Funny side story, I was there years ago during an Anderson Valley visit. When the guy giving my group a tour found out I was in the trade I had about 30 seconds of feeling like I was going to be shot as a spy before I could reassure him I knew about their model and just wanted to check out the wines while I was in the neighborhood.
This follows the existing trends in winery and vineyard ownership. There are people and groups with so much money they can pay outrageous prices that are tough or impossible to turn down.
Imagine you created your brand without a winery nor vineyard but with good connections to purchase grapes and custom crush facilities at hand. You do a good job, get accolades and an offer to buy your brand for say 315 million and a paycheck to make the wine for the new owner. Do you sell, get a paycheck and start a new brand?
I am still the winemaker at Siduri – but have started a new, very small venture of my own called Clarice Wine Company. 3 wines, 625ish cases total. Picked less ripe than before, a lot more whole cluster, and a couple of sections from vineyards picked at the same time. There are a couple of threads here about it – and www.claricewinecompany.com is the website.
Wow did the CEO really say their model is to create demand first and supply second! Mindblowing. This make sense if you are manufacturing a product that can be easily scaled.
Or not. It’s always better to turn people away at the door than to have an empty house. Not being able to get something makes it that much more desirable. Isn’t that the entire point of most waiting lists, mailing list allocations, etc?
This sounds more like a business coming in to run a winery. I’m skeptical anytime there’s that lengthy a discussion of specific wines without a single mention of quality of characteristics. It’s all about brand and positioning. Or perhaps they think the qualitative reasons are implied. Still … those are getting to be some hefty tariffs!
There an easy to understand observation here:
To help the PE maintain revenue stream with their significant investment, while selling X number of cases at FOB, offset by selling new wine productions at higher retail. $145 for Cerise is a near perfect balance Without knowing the number of cases on each side of the equation, it makes sense to do so, regardless.
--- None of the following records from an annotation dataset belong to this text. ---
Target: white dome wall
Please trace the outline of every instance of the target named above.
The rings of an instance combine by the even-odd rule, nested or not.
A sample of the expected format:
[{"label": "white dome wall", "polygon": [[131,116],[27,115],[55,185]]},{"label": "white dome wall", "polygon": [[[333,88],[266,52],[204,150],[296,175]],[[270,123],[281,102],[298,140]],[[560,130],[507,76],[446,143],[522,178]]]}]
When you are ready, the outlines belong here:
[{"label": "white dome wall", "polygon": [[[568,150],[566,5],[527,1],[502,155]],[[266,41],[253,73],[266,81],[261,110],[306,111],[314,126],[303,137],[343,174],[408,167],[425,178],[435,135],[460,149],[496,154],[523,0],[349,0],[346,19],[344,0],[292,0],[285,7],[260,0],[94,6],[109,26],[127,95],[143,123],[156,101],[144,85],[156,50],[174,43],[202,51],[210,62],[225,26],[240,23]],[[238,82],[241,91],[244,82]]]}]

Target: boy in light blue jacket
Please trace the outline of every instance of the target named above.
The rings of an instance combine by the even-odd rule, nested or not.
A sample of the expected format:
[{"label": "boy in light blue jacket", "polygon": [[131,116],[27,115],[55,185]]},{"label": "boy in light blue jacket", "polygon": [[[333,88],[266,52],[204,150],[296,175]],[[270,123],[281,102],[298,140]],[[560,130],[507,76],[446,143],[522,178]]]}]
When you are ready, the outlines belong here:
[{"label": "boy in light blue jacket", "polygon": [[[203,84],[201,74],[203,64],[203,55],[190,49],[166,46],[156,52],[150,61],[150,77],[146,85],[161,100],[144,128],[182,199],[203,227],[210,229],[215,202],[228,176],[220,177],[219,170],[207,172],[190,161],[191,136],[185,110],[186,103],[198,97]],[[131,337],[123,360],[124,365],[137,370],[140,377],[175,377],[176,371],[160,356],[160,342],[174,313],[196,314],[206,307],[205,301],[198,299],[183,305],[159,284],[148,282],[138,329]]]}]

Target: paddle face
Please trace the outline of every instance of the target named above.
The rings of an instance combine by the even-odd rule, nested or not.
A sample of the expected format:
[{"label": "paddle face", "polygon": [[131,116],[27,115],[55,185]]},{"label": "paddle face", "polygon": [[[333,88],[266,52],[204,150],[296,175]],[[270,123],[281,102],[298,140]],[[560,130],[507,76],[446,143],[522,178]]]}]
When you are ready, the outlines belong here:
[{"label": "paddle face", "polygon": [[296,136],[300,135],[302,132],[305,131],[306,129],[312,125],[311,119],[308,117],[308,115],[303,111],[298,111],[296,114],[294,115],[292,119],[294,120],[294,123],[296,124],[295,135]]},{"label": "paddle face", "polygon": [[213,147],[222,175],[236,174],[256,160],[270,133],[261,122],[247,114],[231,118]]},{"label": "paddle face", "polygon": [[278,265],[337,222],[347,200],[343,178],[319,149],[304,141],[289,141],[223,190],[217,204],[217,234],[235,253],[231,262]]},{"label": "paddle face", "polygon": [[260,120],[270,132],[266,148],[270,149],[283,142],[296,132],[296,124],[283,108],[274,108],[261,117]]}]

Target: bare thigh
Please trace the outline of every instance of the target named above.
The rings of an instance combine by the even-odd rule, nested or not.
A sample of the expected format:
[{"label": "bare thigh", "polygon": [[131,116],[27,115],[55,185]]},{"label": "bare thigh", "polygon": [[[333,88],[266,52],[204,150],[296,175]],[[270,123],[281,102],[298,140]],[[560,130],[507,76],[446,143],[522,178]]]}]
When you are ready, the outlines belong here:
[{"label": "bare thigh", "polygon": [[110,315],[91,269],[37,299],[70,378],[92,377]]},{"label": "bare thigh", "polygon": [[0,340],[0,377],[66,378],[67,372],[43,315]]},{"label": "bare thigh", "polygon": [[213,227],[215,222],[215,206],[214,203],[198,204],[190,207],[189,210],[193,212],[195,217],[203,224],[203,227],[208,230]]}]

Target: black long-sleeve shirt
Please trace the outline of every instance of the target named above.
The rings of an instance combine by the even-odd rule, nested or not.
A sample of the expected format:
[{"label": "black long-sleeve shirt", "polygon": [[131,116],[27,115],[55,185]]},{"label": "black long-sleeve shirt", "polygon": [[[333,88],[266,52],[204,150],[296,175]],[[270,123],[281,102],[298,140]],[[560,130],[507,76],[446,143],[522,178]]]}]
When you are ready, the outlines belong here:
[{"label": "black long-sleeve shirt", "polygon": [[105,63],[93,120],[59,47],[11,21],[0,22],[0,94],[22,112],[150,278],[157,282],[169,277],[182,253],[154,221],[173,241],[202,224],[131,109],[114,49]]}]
Simple, logical approach to obtain the growth and the stability advantages of wholesale relationships.
After all, dtc can be a vintage fickle proposition should there be several poor quality vintages close together, even with today’s technological advantages to help minimize problematic vintage quality variations.
I think Michael is doing the Cirq wines. But not sure if that’s the only project. Unsure what Dan is working on. I thought I saw it in an article a while back but can’t seem to locate it. In short, I’m not much help!